梅原淳の心*體みなぎるエッセイ/Playground Heroes

運動の専門家が子どもたちの成長をスポーツ*子育て*教育など、あらゆる視点から応援します

うまくやろうとするな

 勝負に対する向かい方として、勝ちを意識して、正解みたいなものを考えてしまうことがあります。

 どうすれば勝てるか........

 それは前向きな挑戦であると潔く臨めて思いきりやれますが、勝ちを掴むために“うまく”やろうとすると大概が墓穴を掘ってしまいます。

 ここにある本当の心理は、「勝つために」ではなくて「負けないために」ではないでしょうか。
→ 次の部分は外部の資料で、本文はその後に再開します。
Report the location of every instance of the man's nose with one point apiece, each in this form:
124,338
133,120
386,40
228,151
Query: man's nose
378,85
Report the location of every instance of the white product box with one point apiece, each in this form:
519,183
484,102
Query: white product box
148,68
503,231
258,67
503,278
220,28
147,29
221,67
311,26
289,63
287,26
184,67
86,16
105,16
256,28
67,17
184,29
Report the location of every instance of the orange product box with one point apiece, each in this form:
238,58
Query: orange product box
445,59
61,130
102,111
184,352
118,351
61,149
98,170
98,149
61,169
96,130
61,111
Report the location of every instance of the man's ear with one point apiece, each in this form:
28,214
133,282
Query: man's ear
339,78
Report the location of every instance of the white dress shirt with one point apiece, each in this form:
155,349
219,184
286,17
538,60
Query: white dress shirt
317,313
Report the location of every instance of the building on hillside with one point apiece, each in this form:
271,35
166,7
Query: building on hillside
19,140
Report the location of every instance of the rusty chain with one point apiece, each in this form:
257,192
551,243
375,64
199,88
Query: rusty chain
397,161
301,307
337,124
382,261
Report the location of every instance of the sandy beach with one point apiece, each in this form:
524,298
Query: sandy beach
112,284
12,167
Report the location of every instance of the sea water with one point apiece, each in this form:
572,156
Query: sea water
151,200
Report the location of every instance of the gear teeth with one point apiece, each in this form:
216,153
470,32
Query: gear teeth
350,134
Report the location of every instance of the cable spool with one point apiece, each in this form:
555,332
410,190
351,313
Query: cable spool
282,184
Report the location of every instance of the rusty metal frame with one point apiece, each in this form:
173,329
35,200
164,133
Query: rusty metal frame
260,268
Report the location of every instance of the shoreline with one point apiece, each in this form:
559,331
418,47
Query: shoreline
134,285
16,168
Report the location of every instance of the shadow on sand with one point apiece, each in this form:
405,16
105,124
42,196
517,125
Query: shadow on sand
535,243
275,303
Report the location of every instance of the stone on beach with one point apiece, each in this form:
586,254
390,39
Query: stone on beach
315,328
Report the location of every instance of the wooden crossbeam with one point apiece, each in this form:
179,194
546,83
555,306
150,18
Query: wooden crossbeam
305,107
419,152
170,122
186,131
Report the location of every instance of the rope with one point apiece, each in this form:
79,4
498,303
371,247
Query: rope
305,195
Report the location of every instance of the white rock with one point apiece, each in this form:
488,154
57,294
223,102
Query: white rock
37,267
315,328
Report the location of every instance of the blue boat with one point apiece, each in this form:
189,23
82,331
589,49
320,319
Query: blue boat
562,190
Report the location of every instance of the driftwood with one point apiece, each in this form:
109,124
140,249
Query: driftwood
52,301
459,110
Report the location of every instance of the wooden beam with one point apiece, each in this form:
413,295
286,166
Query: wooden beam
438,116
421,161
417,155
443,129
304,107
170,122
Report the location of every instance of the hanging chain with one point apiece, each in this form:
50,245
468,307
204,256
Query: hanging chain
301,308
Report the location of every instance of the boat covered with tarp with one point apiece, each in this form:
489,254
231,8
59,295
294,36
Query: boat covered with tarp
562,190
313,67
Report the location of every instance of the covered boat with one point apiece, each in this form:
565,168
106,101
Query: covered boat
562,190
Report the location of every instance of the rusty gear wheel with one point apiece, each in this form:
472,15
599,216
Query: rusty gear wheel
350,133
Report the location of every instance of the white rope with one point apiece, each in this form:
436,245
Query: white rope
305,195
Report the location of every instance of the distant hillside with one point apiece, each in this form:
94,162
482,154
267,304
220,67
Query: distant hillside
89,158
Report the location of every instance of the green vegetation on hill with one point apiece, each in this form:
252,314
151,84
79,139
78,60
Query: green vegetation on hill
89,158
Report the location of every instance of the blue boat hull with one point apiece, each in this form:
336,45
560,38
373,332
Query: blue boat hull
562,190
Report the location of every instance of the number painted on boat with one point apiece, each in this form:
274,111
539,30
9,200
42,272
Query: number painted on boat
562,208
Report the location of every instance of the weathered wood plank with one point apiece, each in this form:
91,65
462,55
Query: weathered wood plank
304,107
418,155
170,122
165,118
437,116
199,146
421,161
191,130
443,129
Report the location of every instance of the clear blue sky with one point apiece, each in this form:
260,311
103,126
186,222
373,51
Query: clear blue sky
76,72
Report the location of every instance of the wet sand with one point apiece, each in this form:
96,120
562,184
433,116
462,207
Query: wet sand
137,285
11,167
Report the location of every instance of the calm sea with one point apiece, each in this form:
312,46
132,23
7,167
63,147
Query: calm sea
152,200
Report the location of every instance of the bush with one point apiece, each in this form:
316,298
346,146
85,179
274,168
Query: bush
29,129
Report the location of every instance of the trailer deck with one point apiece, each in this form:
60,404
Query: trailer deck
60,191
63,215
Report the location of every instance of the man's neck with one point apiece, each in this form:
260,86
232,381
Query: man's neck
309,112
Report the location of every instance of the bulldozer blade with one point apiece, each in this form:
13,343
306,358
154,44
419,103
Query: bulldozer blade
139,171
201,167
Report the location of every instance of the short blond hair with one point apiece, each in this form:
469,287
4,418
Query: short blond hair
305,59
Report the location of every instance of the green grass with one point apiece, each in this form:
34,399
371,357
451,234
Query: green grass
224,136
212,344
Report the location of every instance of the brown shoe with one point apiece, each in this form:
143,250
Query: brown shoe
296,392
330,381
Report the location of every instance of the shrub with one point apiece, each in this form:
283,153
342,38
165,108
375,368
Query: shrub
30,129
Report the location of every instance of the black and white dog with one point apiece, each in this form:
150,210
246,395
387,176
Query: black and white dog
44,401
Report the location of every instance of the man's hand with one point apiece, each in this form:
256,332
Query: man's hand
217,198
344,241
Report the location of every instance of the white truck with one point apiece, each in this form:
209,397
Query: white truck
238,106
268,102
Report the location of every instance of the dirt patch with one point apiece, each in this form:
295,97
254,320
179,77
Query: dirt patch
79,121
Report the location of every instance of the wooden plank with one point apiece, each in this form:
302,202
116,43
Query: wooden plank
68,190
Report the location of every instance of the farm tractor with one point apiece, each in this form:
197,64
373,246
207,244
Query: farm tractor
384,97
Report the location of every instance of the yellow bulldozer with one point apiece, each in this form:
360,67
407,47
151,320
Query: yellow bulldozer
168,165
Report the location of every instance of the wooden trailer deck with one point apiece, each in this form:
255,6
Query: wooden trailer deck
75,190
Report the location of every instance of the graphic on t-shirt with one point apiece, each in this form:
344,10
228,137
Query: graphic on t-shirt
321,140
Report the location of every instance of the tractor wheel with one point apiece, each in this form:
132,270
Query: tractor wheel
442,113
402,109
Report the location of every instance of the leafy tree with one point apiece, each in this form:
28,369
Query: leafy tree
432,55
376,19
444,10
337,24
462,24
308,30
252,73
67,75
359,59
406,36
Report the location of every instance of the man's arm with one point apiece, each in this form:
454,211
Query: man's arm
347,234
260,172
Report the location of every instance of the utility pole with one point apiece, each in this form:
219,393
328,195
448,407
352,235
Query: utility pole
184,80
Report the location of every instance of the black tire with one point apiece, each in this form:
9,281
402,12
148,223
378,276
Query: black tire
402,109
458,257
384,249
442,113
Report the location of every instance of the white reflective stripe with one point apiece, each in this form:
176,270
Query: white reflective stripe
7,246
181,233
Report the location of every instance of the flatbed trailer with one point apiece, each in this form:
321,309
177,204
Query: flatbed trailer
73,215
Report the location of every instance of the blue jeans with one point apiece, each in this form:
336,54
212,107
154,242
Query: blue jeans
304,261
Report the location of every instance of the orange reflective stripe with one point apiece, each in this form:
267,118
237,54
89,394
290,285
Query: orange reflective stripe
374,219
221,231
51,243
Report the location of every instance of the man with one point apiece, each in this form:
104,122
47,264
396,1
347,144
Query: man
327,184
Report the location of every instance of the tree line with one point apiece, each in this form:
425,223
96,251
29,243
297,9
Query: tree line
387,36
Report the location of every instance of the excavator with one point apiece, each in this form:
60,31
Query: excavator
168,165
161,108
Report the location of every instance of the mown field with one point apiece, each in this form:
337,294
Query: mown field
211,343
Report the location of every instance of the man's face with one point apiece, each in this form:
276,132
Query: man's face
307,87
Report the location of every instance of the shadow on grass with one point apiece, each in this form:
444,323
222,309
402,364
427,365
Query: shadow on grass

負けることを恐れて、そうならないためにはどうすればいいかと考えているのです。

 大変に消極的な思考ですね。

 もしこうなったら........

 意気込みすぎてこんなふうになってもマズイし....

 こんな状況だからどうもっていけば一番良いのか....

 そんなことを考えてしまうことありませんか?

 勝ち上がることに期待をもって楽しみにしているのがチャレンジの思考であって、そこには安定を求める感性はありません。だから思いきりいくけれど大負けする場合もあるわけです。

 でもそんなまだ見えない結果はまるで気にしていない。それが本来必要な心構え、勝てるメンタリティだと思います。

 優等生思考にありがちかもしれませんが、踏み外しちゃマズイとか、ミスの無いようにとか、確実・安定を求めてしまう思考が「うまくやる」なのです。どうすればうまくいくか、どれが一番うまくいく方法か、それを考え出したらおそらく一歩も前へ進めません。

(これは正しいようでいて本当は超消極的な思考です)

 こう考えてしまう人は、きっと負けることが“失敗”と同義になっています。負けるということは答えを間違えたということ、悪い点を取ってしまいそれはダメなこと。そうなってはいけない、避けたい。そればかりが頭を駆け巡り、結果的に「何もしない」となるのです。

 勢いをつけたい、攻めたい気持ちもあるんだけれども、どうしてもマイナス面を恐れて腰が引け、思いきりが悪くなってしまう。余計なことをして逆効果になってはいけないと、とにかくマイナスを減らすことだけを勘定しています。

 でももしそうなったとき、本当の失敗は負けを恐れて動けなかったことです。

 当たって砕けろの負けを恐れない強い心が消えてしまうことは、誰にでもあること。もちろんスポーツに限らず私たちの日常において、こういった話は様々に起こります。

 ぜひ良い点数を取ろうとせず、自分の培ってきた素養を以て挑むんだ楽しむんだと、気負わずにゲームに臨んでもらいたいと思います。

 また、状況が悪いときや劣勢と感じるときに、これ以上落ちないようにとマイナス面を増やさないことに注力するのは、有意義ではありません。それもまた「結果を恐れず」の精神を燃えたぎらせて、どうぞ払拭されてください。

 成るようになる、成るようにしかならない

 これは決して投げやりとか博打ではなく、自分を支える唯一本の柱です。